Now, the first thing to realise is that India is big. Really big. We crossed it by train from Chennai in the south to Delhi in the north, so trust me when I tell you this. So if you hear someone say “I went to India”, it doesn’t mean much. It’s like saying “I went to Europe”. Goa is different to Rajastan, which is different to Kerala, which is different to Tamil Nadu… In the month we were there, one of the places we lingered longest was the state of Bihar, one of the poorest in India, and one with a chequered past of corruption thanks to a colourful politician called Lalu Prasad Yadav (if you really want to get a mixed reaction from any Bihar locals you meet, just ask about Lalu).

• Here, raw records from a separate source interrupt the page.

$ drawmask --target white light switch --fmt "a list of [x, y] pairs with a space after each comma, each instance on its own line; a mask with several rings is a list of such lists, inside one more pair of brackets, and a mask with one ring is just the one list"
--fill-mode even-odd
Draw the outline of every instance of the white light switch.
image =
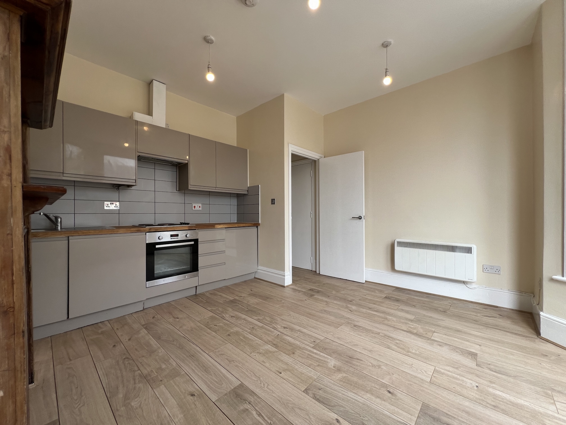
[[110, 202], [104, 202], [105, 210], [119, 210], [120, 203], [111, 201]]

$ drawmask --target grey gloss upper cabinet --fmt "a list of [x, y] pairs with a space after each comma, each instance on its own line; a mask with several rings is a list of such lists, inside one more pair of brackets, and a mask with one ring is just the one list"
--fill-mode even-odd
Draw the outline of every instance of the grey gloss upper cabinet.
[[191, 135], [189, 138], [190, 185], [216, 188], [216, 142]]
[[216, 142], [216, 189], [247, 192], [247, 149]]
[[192, 134], [188, 165], [179, 167], [179, 190], [247, 193], [247, 149]]
[[135, 184], [135, 121], [67, 102], [63, 116], [65, 177]]
[[55, 107], [53, 126], [29, 129], [29, 172], [36, 177], [63, 175], [63, 102]]
[[187, 162], [188, 134], [158, 125], [141, 121], [136, 122], [139, 154]]

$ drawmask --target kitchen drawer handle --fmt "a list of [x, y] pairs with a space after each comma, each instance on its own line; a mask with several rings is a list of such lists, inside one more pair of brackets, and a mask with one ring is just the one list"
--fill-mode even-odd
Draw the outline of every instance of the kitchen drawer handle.
[[182, 244], [164, 244], [163, 245], [156, 245], [156, 248], [161, 248], [162, 246], [178, 246], [179, 245], [191, 245], [194, 242], [185, 242]]

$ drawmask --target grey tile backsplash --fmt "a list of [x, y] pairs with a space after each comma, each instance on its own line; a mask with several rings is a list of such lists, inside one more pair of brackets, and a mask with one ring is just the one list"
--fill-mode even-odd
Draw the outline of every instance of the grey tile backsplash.
[[248, 194], [236, 198], [236, 220], [259, 223], [259, 185], [248, 187]]
[[[32, 182], [65, 186], [67, 193], [42, 212], [60, 215], [63, 227], [127, 226], [159, 223], [259, 222], [259, 186], [248, 188], [249, 194], [176, 190], [175, 167], [138, 162], [138, 185], [117, 190], [107, 183], [46, 178]], [[105, 210], [104, 201], [118, 201], [119, 210]], [[202, 205], [193, 210], [192, 204]], [[246, 207], [246, 208], [245, 208]], [[39, 212], [39, 211], [38, 211]], [[32, 228], [51, 228], [45, 217], [35, 214]]]

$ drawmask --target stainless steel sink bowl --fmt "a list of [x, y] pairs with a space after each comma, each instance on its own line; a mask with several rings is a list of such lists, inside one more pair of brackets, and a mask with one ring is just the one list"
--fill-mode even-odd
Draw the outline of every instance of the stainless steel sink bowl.
[[115, 227], [111, 227], [107, 226], [93, 226], [87, 227], [63, 227], [61, 230], [57, 230], [54, 228], [48, 229], [32, 229], [32, 232], [65, 232], [65, 231], [72, 231], [73, 230], [106, 230], [107, 229], [115, 229]]

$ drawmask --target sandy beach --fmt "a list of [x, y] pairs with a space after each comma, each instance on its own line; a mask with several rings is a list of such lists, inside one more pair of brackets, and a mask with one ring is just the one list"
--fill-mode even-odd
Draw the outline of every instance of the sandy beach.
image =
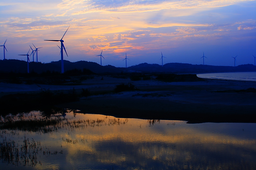
[[[138, 90], [116, 93], [116, 86], [131, 83]], [[256, 82], [204, 79], [195, 82], [165, 82], [156, 80], [132, 81], [96, 77], [81, 85], [0, 83], [1, 95], [34, 92], [42, 89], [77, 92], [87, 89], [92, 94], [79, 101], [58, 106], [84, 113], [118, 117], [201, 122], [256, 122], [256, 93], [241, 90], [256, 88]]]

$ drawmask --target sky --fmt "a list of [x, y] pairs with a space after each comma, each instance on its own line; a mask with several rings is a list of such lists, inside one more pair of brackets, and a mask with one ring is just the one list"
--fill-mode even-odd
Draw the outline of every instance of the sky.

We were there for Holi, a colour festival that involves throwing… you guessed it… coloured powder, water, whatever at friends, enemies and strangers. It all got a little raucous and ended with me covered in yellow sandlewood powder and purple… well, I’m not sure what the purple was. It’s a time, apparently, when Indians invite over people they have fallen out with to make peace. (Not sure what I’d make of a dinner invitation anytime round this date!)

Of all the intense experiences of my trip, one offhand comment by an Indian guide triggered a lot of thought. “Here are some natural swimming pools,” Pandi chirped happily, and then pointing to one pool he added, “that one is for Dalit people.” Having read a little of India’s recent history I was shocked by this. A Dalit (or, as they are also perjoritively known, the ‘untouchables’ – the lowest ‘caste’) has been the president of India. Yet here was an Indian referring to segregated swimming areas in 2008. In another instance, an Indian teacher told me Dalit children who went to school were sometimes treated badly by her colleagues.

We were curious to know how the Indians we met even knew how to distinguish castes. Many told us that they ‘just knew’. The position of Dalits in India, and South Asia generally, is complex – it seems to be a mix of genuine progress and very real discrimination. I’m not qualified to draw any conclusions on the situation, but I’m genuinely interested to hear about the experiences and thoughts of others who have visited India and Indians themselves.